11- “İbn Teymiyye’nin akidesi bozuk” İftiracılara vuracak bir gem bulunamaz. İbn Teymiyye’nin akideyle ilgili bazı sözlerinde şaibeler olduğu bir hakikattir.  İbn Teymiyye masum değildir. Lakin “akidesi bozuk” olan Ubeydullah Arslan gibilerdir.

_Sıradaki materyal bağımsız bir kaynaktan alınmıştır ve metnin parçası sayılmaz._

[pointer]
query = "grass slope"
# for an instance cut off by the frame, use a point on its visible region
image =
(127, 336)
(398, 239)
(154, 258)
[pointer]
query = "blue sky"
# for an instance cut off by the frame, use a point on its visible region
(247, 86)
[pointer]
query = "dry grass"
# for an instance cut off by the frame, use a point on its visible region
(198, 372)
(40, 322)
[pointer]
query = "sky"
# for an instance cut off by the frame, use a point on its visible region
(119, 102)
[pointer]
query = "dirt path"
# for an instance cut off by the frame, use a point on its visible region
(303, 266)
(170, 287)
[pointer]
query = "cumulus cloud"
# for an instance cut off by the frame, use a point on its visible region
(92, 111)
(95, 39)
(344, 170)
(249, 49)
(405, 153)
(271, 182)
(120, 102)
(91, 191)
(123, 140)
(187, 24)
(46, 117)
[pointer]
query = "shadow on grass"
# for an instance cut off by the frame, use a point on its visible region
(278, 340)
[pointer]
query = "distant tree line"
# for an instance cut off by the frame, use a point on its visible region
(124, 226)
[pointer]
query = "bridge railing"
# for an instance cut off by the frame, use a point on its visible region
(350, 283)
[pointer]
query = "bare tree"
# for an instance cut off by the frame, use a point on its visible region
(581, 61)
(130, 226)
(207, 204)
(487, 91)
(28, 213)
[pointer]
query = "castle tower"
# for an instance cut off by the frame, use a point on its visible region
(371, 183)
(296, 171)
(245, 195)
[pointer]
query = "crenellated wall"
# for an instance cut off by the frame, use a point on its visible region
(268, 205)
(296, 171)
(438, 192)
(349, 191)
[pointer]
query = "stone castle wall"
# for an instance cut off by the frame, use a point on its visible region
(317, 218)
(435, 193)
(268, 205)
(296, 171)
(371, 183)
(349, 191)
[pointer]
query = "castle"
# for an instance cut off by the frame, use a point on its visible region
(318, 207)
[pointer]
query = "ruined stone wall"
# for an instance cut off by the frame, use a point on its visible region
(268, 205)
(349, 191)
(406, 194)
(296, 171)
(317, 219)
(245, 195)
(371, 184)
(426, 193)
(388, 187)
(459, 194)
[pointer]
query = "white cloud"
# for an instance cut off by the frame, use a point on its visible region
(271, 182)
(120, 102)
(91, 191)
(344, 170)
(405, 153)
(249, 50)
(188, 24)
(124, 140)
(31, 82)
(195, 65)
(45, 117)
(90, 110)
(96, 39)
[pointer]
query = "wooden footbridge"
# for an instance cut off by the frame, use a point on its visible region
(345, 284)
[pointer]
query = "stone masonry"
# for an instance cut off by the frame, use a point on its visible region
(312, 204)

12- “Çocuğunu okula gönderen kafir” Bu da diğer bir iftirası. Cahiller ilim ehlinin ibarelerini anlayamayabilir, lakin cahilliğin çaresi sorup öğrenmektir. Fakat cahiller söz sahibi kılınırsa işte burada görüldüğü gibi fitne, kaos, iftira vb. alır başını gider. Çocukları mevcut okullara göndermenin caiz olduğunu hiçkimse iddia edemez. Lakin bunun manası çocuğunu okula gönderen kafirdir demek değildir. Herhalde bu sözü en cahil insanlar bile anlayabilir. Fakat, karşıdaki kişi ya cahilden öte bir şey ya da maksadı başka! Bence ikincisi.

13- “Taklid ve kıyas yoktur” Evet, bizim dinimizde böyledir. Leküm dinikum ve lena dîn.

14- “İbn Useymin’in ve Bin Baz’ın akidesi bozuk.” Onların akidesinin bozukluğu benim suçum değildir. Onların akidesini ben bozmadım.

15- “Hak benim sözüm, geriye kalan batıl, alim benim başkasının sözüne itibar etmem, bizim gibi düşünmeyen zındıktır, bizden değildir.” Sırtlanın ağzı torba değil ki büzesin! Her zaman şunu söyleriz: Hak Allah’ın ve rasulünün sözüdür, geriye kalan batıldır. İlim Seleften gelendir, başkasının sözüne itibar etmeyiz. Dini selefin menheciyle almayan sapıtır, bizden değildir.” Evet, bizden aktarılan bu şekilde olmalıydı fakat, bu şekilde aktarsa hakkı söylediğimiz ortaya çıkardı. Lakin tabloyu çirkinleştirebilmek için Ubeydullah Sırtlan’ın ufak bazı değişiklikler yapması gerekiyordu, onu yapmış.

16- “Girdiği her şehirde cemaatleri parçalayan…” Buralarda sağolsun bana övgüler dizmiş. Lakin bu övgülere ihtiyacım yok. Batıl ve bid’at üzere toplanmış fesat yuvalarını Allah dağıtmıştır ve bunun bir kısmında Allah beni vesile kılmışsa rabbime hamdu senalar olsun. Bid’at ve nifak ehline karşı Sahih dinin, selefi tevhid ve sünnet menhecinin izzetini göstermişiz ki, bâtıl ehli zavallılar bunu bir kibir olarak algılamışlar! Nefislerimizi temize çekmekten Allah’a sığınırız. Şüphesiz ki şahıslarımızın birçok kusurları, eksikleri, yanlışları vardır. Lakin ümmetin selefinin vahye dayalı menhecinden en ufak bir tereddüt duymuyor ve bu menhec ile bâtıl ehline karşı izzet duyuyoruz. Bid’at ve nifak ehlinin, halkın teveccühünü kazanmak için bu denli iftira çamurlarına bulanmalarına ve zillet içinde boğulmalarına üzülüyor, çoğunluğun nazarında değil, alemlerin rabbi katında aziz olabilme umuduyla, kınayıcıların kınamalarına aldırmıyoruz.